Bjørnøya Meteo / Radio: weather and former coastal radio station
The Norwegian weather station „Bjørnøya Meteo“ is situated at Herwighamna on the north coast of Bear Island. It was called Bjørnøya Radio, but in times of satellite-based commucations, the function of a coastal radio station is not that important anymore and the work as a weather station is more important. The station is now accordingly called „Bjørnøya Meteo“ (short for meteorological station = weather station) rather than Bjørnøya Radio.

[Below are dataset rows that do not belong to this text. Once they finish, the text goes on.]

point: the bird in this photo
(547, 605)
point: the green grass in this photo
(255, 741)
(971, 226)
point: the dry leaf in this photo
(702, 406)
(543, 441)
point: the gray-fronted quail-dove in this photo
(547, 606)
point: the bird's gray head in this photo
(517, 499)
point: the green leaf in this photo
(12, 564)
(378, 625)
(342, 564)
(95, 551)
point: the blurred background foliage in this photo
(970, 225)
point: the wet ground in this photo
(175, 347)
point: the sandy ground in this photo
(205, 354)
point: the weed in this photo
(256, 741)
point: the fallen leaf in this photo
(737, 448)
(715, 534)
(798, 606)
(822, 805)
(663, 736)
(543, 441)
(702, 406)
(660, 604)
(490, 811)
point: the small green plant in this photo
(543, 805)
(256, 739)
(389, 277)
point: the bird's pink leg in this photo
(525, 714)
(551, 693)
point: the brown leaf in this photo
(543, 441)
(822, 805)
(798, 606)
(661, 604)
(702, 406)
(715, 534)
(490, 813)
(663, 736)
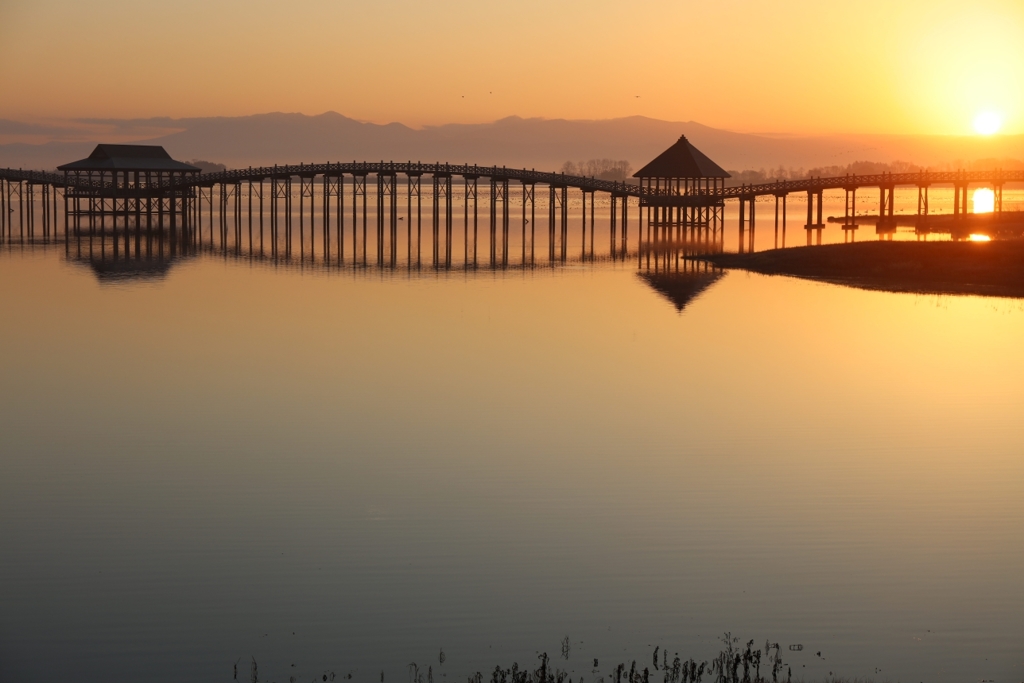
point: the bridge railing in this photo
(525, 176)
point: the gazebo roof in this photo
(128, 158)
(682, 160)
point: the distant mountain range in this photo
(541, 143)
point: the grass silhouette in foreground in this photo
(733, 664)
(987, 268)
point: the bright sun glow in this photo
(988, 123)
(984, 201)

The bay Herwighamna is the only natural harbour on the north coast of Bear Island – at least in a wider sense, as it is too small for all but the smallest boats and it does not provide much shelter. The original weather station was on the same site as the coal mining settlement Tunheim on the northeast side of the island, but it was moved to the new location in 1947 (the new buildings were ready in October 1946, but then it was too late in the season to move). It was important to have the weather station on the flat north part of the island, as far away as possible from the mountains, to avoid local disturbance of the weather observations.
Bjørnøya Meteo: the weather station after the war
The station building from 1946 is mainly a backup nowadays. More modern buildings have been built to house the personnel of 11 people who take care of the daily routines: a cook, technicians, meteorological assistants. Weather observations are made several times a day according to international standards, including weather balloon ascents.

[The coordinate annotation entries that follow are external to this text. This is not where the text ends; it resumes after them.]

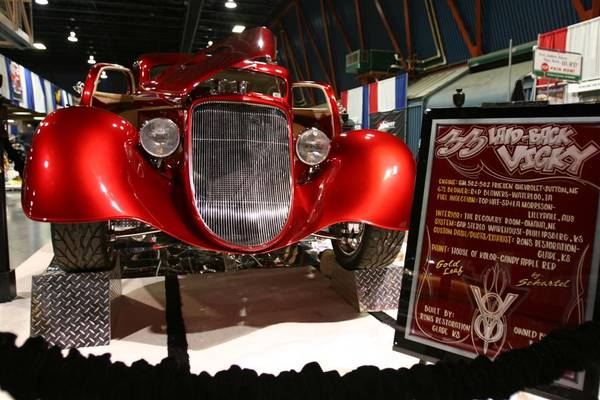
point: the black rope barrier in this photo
(37, 371)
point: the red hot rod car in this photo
(220, 151)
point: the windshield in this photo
(266, 84)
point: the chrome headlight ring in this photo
(312, 146)
(160, 137)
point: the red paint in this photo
(86, 164)
(253, 44)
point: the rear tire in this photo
(365, 246)
(81, 247)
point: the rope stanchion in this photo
(36, 371)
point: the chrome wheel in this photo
(351, 236)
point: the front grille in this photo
(241, 170)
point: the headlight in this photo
(160, 137)
(312, 146)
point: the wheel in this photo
(81, 247)
(364, 246)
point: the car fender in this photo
(368, 177)
(84, 165)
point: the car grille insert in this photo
(241, 170)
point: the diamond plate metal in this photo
(74, 309)
(368, 290)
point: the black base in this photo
(8, 286)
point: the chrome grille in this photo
(241, 170)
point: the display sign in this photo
(557, 64)
(504, 241)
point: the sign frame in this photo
(429, 353)
(553, 75)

A station like the one on Bear Island is often perceived as a scientific station, but that is not what it really is. Of course it is occasionally used as a logistical base by scientists who work on the island, but research is not the daily work of the regular staff. Most measurements are for weather forecasting systems (of course they are also used by scientists, but that is not the main purpose of most data, and there are some data which have a scientific background, for example to monitor environmental toxins – unfortunately an important issue in the Arctic).
There are usually 11 people, men and women, working at Bjørnøya Meteo on half year contracts. It is not uncommon to return several times over the years.
Bjørnøya Meteo: stepping stone in the Barents Sea
On 28 March 1954 a Norwegian postal plane crashed on Bear Island. It had dropped mail bags over Isfjord Radio, Longyearbyen, Ny-Ålesund and Hopen, before it flew low over Bjørnøya Radio (as the station was still called back then) near 15 p.m. Shortly afterwards, it crashed into the ground about 5 km south of the station in poor visibility. Only one out of nine men on board survived. On 01 November 1984 a little monument with the name of the casualties was unveiled together with the twisted propeller close to the main building of the station.
Today, Bjørnøya Meteo is regularly visited by the Norwegian coast guard and occasionally by the Sysselmannen. With its fuel depot, it serves as an important stepping stone for both institutions’ helicopter logistics between Longyearbyen and the Norwegian mainland as well as for search and rescue operations in the Barents Sea.